Invariant expansion for the trigonal band structure of graphene

TL;DR

This paper uses symmetry and group theory to derive an invariant Hamiltonian expansion for graphene's trigonal band structure, capturing effects of external fields, strain, and spin-orbit coupling.

Contribution

It provides a systematic, symmetry-based derivation of the Hamiltonian for graphene near the K points, including new terms beyond previous tight-binding results.

Findings

Derived an invariant Hamiltonian expansion for graphene

Identified new contributions from external fields and spin-orbit coupling

Reproduced and extended previous tight-binding results

Abstract

We present a symmetry analysis of the trigonal band structure in graphene, elucidating the transformational properties of the underlying basis functions and the crucial role of time-reversal invariance.
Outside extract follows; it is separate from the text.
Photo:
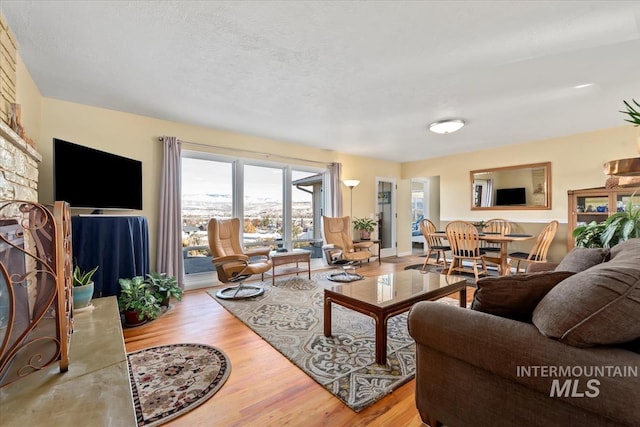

Group theory is used to derive an invariant expansion of the Hamiltonian for electron states near the K points of the graphene Brillouin zone. Besides yielding the characteristic k-linear dispersion and higher-order corrections to it, this approach enables the systematic incorporation of all terms arising from external electric and magnetic fields, strain, and spin-orbit coupling up to any desired order. Several new contributions are found, in addition to reproducing results obtained previously within tight-binding calculations. Physical ramifications of these new terms are discussed.